Summarizing relevant discussions from Slack:

If someone modifies the spectrum, the keywords might become inaccurate. My proposal is to add a warning that says something like, "Header keywords are the responsibility of the user and are not guaranteed to be accurate." We can open issues and what not on specutils routines which modify header keywords and gradually make this less true. But I think that header round tripping is important enough to tolerate this shortcoming.
I am not sure how to implement this for Spectrum2D, 3D or SpectrumList. I am happy to just do it for Spectrum1D -- this would be immensely useful -- OR to figure out how to make it extendable to these other classes.

dhomeier commented 1 year ago

First I am not sure this issue really is a duplicate or, or completes #908 – the latter is primarily on better documentation of the existing options for writing spectra, while this one at least with the recent discussion is heading more into proposing new functionality.

I think the current "generic" read/write loaders (in fact the only ones implementing write functionality) have already been constructed with some round-tripping support in mind, though incomplete yet. E.g. #1009 tries to improve write and read-back of the mask and uncertainty attributes.

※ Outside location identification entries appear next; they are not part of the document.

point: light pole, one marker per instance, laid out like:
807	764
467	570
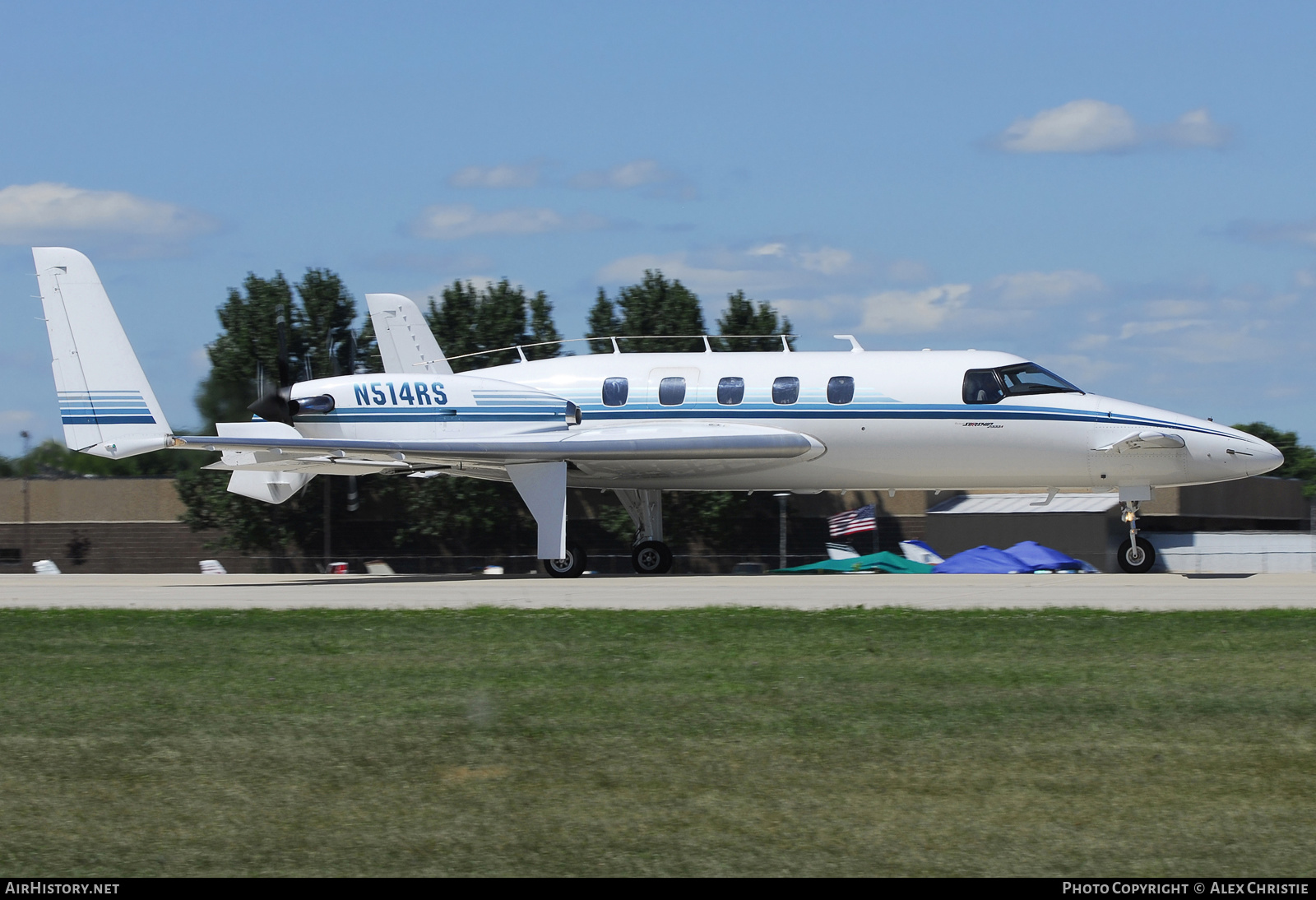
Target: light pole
781	528
26	502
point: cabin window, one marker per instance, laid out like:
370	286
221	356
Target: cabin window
730	391
615	391
786	390
671	391
840	390
982	386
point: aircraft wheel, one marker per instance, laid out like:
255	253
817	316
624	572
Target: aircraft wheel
651	558
570	566
1136	559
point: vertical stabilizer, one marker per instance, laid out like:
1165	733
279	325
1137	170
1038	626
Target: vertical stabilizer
405	342
107	406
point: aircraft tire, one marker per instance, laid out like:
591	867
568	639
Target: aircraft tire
570	566
1136	561
651	558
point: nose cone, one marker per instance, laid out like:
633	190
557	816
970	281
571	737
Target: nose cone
1265	458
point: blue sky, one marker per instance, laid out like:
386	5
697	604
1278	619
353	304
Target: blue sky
1123	193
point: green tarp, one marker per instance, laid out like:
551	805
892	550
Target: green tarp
886	562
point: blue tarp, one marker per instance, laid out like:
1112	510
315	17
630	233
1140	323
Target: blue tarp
984	561
1039	557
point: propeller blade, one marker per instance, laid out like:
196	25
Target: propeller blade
273	408
285	374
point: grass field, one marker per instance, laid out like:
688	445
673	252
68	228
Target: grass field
699	742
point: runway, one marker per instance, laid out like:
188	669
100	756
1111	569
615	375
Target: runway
1115	592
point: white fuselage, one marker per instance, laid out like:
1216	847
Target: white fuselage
906	428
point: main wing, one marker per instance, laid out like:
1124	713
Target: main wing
261	447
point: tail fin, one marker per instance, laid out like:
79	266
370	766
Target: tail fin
107	406
405	342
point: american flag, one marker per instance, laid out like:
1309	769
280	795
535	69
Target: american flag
853	522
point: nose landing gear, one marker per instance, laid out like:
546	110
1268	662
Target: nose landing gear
1136	555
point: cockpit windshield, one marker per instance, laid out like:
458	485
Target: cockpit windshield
995	384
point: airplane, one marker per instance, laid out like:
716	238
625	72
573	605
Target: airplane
644	423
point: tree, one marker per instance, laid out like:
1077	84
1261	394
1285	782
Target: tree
1300	458
712	520
243	362
741	318
656	307
473	320
603	322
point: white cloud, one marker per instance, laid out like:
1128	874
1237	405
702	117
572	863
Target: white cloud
1300	233
1142	329
1077	127
1099	127
829	261
908	270
767	269
49	211
449	223
1194	129
1044	289
624	177
497	177
912	311
699	278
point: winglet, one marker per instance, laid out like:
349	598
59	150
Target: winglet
107	406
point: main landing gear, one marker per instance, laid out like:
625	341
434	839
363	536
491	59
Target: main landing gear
570	566
649	555
1136	555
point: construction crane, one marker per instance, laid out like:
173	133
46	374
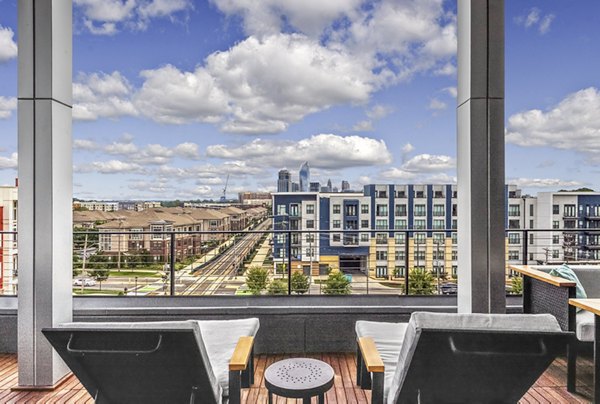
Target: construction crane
224	196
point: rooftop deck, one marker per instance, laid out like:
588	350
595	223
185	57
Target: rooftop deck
550	387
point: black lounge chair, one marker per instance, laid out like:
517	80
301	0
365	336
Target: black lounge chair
159	362
456	358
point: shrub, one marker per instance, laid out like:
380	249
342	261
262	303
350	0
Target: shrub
336	284
278	287
256	279
300	283
420	282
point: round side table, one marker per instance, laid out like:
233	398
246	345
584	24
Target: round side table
299	378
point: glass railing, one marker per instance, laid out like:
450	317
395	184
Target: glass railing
261	261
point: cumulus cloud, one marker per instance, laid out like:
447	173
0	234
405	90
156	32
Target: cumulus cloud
534	18
8	47
323	151
108	17
543	182
109	167
572	124
7	106
9	162
102	95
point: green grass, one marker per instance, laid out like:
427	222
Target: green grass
139	274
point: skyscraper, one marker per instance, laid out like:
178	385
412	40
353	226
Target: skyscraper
304	177
284	183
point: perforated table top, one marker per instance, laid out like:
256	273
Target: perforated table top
299	377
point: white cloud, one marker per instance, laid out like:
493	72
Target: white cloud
7	106
572	124
9	162
108	17
322	151
101	95
534	18
85	144
437	105
543	182
109	167
8	47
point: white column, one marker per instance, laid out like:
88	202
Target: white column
481	194
45	184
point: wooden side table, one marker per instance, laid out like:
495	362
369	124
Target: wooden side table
299	378
593	305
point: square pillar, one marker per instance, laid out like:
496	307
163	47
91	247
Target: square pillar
45	185
481	188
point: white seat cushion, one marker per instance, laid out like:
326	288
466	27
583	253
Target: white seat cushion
388	339
220	338
585	326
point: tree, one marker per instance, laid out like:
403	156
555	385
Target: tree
420	282
300	283
256	279
277	287
517	285
336	284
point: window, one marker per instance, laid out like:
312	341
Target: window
381	224
401	210
400	224
514	238
400	238
514	224
570	211
419	210
420	238
439	224
514	210
420	224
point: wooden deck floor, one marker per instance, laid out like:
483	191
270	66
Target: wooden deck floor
550	388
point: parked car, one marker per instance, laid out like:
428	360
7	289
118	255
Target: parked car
449	288
84	282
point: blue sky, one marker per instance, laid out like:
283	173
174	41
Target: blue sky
171	96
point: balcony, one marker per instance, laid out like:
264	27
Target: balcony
549	388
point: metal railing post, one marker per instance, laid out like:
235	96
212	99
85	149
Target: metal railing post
172	264
406	261
289	247
525	246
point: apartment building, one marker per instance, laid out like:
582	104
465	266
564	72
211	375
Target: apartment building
8	241
385	228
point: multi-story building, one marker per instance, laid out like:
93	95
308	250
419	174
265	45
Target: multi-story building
8	241
284	181
387	228
304	177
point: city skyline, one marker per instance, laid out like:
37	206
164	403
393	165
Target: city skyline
170	98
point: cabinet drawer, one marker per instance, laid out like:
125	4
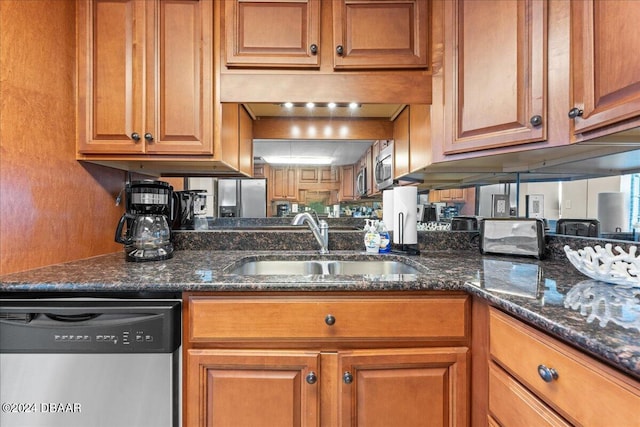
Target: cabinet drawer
586	392
513	405
422	318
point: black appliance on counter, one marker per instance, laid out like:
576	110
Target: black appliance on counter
578	227
150	207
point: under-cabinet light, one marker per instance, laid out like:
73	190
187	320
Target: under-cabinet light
298	160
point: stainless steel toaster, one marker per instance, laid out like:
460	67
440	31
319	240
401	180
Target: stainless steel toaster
512	236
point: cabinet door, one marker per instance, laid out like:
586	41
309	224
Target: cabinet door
245	142
371	187
110	76
495	67
347	183
285	183
401	144
309	175
179	77
376	34
145	77
329	175
403	387
606	82
252	388
272	33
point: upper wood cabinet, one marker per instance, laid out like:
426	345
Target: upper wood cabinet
145	77
381	34
347	183
605	64
236	141
272	33
412	139
366	34
494	73
284	183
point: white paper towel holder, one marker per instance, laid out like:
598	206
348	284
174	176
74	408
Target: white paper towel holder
402	248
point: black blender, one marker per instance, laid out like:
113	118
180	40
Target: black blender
147	216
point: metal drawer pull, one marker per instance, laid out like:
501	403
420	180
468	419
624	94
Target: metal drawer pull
330	320
311	378
547	374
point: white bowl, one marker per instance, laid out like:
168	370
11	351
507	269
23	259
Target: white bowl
620	268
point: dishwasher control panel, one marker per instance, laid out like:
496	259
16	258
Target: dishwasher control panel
81	326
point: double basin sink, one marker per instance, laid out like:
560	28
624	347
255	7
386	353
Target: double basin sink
325	267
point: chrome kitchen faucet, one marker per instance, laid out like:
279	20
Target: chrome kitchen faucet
320	229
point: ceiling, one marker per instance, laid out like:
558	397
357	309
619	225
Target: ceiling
343	152
389	111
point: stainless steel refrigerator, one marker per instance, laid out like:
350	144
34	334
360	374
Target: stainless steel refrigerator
244	198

One important point here is that Spectrum1D has no header property as such; that is rather tied to the specific FITS file layout. The location to hold general information of that type is meta, which could be constructed directly from header information of a FITS HDU, or be a superset of the same, or could also contain objects that are very hard or impossible to serialise to a FITS header. But round-trip of all information that can be represented as a FITS header would certainly be a reasonable target. I think the main problems here are

Existing FITS loaders, if they save header information, variously do so by extracting the entire header directly into spectrum.meta or creating a spectrum.meta['header'] dictionary that contains only the FITS header information. The latter is more robust as other content could be added to meta later, but within that scheme the FITS writers would probably be restricted to writing only meta['header'] and no other metadata information (otherwise I foresee running into an infinite recursion...).
With the above convention there is still the question whether to load the header data from the HDU containing the spectrum, the primary HDU (which at least for tabular-fits will be different, but still may contain relevant information), or all of them; and then where to write them back.
Settling onto one of those schemes has already been discussed at various time, but I think with no clear conclusion yet. Also there has been some concern about always saving all header information, potentially creating inflated meta attributes with content most people might never look at.
As noted from the Slack discussions, many FITS keywords really are connected directly to the data format and representation and thus are already present in Spectrum1D e.g. as flux.dtype, flux.unit. Still storing them in meta in a way is redundant and may get out of sync if the data parts are modified. I think to some extent the header parsers already try to take care of that and are stripping cards like BUNIT (which would be overwritten when writing back to a HDU anyway).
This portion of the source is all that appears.